Linked by Thom Holwerda on Tue 20th Jan 2015 21:28 UTC
General Development

We've spoken in the past about teaching Clang to fully support Windows and be compatible with MSVC. Until now, a big missing piece in this story has been debugging the clang-generated executables. Over the past 6 months, we've started working on making LLDB work well on Windows and support debugging both regular Windows programs and those produced by Clang.

Order by: Score:
by avgalen on Wed 21st Jan 2015 14:28 UTC
Member since:

This, and Roslyn...busy times in compiler land

Reply Score: 2

RE: Busy
by Kochise on Wed 21st Jan 2015 15:45 UTC in reply to "Busy"
Kochise Member since:

Is it better than GDB ?

Reply Score: 2

RE[2]: Busy
by CapEnt on Wed 21st Jan 2015 16:26 UTC in reply to "RE: Busy"
CapEnt Member since:

Not really, it's pretty much same. In the past people touted it as a faster debugger, but i never felt the difference.

But it integrates better with IDEs using a public API (LLDB SB API), that is arguably far better than scrapping the output and injecting commands of GDB-MI mode (albeit LLDB also have a GDB-like MI mode).

Reply Score: 4

RE[2]: Busy
by jockm on Wed 21st Jan 2015 17:08 UTC in reply to "RE: Busy"
jockm Member since:

I find the debugger a bit faster with breakpoints and watches, but probably not so much as it matters. I do like the clang compiler more though. I personally find it to be faster, gives better error messages, etc.

But the big thing for me, is that the codebase is much cleaner and easier to work with (both from what I have seen, and from colleagues who have touched it). GCC is a mess, and they know it.

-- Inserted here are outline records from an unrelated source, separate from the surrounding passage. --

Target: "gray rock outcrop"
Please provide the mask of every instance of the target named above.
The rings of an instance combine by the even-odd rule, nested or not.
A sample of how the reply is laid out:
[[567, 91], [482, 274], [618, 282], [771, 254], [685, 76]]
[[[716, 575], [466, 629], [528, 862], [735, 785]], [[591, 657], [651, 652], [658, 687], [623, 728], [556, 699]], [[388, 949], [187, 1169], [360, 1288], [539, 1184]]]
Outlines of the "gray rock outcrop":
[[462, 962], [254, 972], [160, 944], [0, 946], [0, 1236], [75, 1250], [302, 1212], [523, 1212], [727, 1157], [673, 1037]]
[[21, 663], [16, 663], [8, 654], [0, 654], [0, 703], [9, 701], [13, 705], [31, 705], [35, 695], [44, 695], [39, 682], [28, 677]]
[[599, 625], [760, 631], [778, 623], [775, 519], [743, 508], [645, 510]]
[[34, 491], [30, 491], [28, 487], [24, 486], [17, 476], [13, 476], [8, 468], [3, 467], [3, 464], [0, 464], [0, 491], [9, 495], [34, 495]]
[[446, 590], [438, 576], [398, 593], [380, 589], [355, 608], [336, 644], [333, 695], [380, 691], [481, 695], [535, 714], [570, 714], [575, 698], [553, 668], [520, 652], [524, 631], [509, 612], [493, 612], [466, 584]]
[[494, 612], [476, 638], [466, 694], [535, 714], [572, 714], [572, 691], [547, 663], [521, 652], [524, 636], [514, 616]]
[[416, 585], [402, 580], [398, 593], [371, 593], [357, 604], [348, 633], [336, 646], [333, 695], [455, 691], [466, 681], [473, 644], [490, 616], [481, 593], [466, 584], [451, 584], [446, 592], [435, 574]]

So having an alternative on as many platforms as possible is a good thing. I am personally investigating switching over to clang/LLVM for my embedded work.

Reply Score: 4

RE[2]: Busy
by rleigh on Wed 21st Jan 2015 23:35 UTC in reply to "RE: Busy"
rleigh Member since:

It's not better than gdb, at least not yet. In my experience of using both, lldb is lacking certain features I rely on. For example "catch throw" and "catch catch"; they are currently broken, but you can work around it (somewhat) by breaking on __cxa_throw (in current Apple XCode tools). And the amount of detail in backtraces and the amount of introspection you can do was quite limited last time I tried it previously, though when I used it again recently it had improved. I'm sure it will catch up given time. My main annoyance is that it's not using the same syntax as gdb, which makes using it hard when you have over a decade of gdb muscle memory to replace.